[NNTP] Notes on auxiliary documents

Russ Allbery rra at stanford.edu
Tue Nov 30 19:46:01 PST 2004


Clive D W Feather <clive at demon.net> writes:
> Ken Murchison said:

>> I don't *think* that server has to go back to the "unselected group"
>> state after auth, but my guess is that if the client authenticates in
>> the middle of a session its because they are trying to access a group
>> that returned a 480 and therefore will be changing groups immediately
>> after auth.

> Well, yes, but we can't guarantee it and so can't rely on it. There may
> also be other server state either now or in the future.

> I don't mind whether it's "server must forget all state", or "server
> must retain all NNTP state", but we need to be absolutely clear. Oh, and
> TLS needs to be consistent with SASL on this.

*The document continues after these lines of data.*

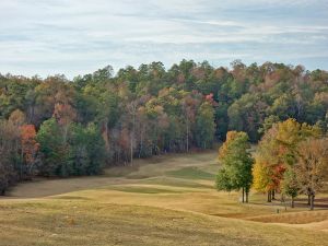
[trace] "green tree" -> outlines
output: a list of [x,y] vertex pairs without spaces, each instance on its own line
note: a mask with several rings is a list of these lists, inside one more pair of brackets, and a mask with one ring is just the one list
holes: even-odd
[[249,153],[248,136],[245,132],[230,131],[226,141],[219,151],[222,168],[216,177],[216,188],[230,190],[243,190],[248,202],[250,185],[253,183],[251,166],[254,160]]

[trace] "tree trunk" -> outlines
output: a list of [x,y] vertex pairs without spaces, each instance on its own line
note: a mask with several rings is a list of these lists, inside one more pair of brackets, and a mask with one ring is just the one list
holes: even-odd
[[271,202],[271,190],[268,191],[268,202]]
[[187,119],[187,124],[186,124],[186,149],[187,149],[187,152],[189,152],[189,120]]
[[243,203],[245,202],[245,190],[244,190],[244,187],[243,187]]
[[314,199],[315,195],[311,195],[309,210],[314,210]]

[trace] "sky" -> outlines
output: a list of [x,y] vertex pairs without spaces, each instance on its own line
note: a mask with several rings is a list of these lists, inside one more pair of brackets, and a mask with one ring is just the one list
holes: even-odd
[[181,59],[328,70],[328,0],[0,0],[0,73]]

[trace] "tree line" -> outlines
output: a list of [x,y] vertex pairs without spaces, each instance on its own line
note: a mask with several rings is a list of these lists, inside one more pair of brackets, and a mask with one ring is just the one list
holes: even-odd
[[328,183],[328,138],[318,126],[295,119],[276,122],[263,133],[254,157],[250,154],[248,136],[229,131],[220,148],[222,168],[216,176],[219,190],[243,190],[248,202],[250,187],[267,192],[268,202],[277,192],[281,200],[298,195],[308,197],[314,209],[315,196]]
[[35,175],[93,175],[133,159],[212,148],[231,130],[257,142],[288,118],[326,131],[327,81],[323,70],[238,60],[230,69],[152,62],[116,74],[107,66],[71,81],[1,74],[0,191]]

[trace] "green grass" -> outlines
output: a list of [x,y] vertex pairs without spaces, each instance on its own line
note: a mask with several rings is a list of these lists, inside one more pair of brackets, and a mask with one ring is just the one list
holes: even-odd
[[97,177],[21,184],[0,199],[0,246],[327,245],[326,211],[284,211],[253,192],[242,204],[238,192],[213,188],[215,159],[169,154]]
[[302,229],[147,206],[40,200],[0,206],[0,245],[325,245]]
[[184,167],[176,171],[169,171],[166,173],[167,176],[177,177],[177,178],[185,178],[185,179],[209,179],[213,180],[215,175],[199,169],[198,167]]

> [I'd prefer "retain state", because it may not be obvious to the main
> NNTP engine in the client whether a security layer was negotiated or not
> by some other module, and therefore whether the state was retained or
> not.]

I agree that we need to be very clear.

I would lean towards forgetting all state, since that's the obviously safe
thing to do from a security standpoint.  I can't figure out the parameters
of an attack that would exploit this, but I know that it can't be
exploited if we forget state.

However, there's MODE READER, and we can't forget that state,
unfortunately; Mark made that point, and it's accurate.  That state I can
argue doesn't pose any security issues, however, other than a DoS attack
(which is generally uninteresting).  I can't make a similar argument about
all server state.

It seems to be more in the general spirit of SASL and TLS to discard all
state after negotiating a security layer.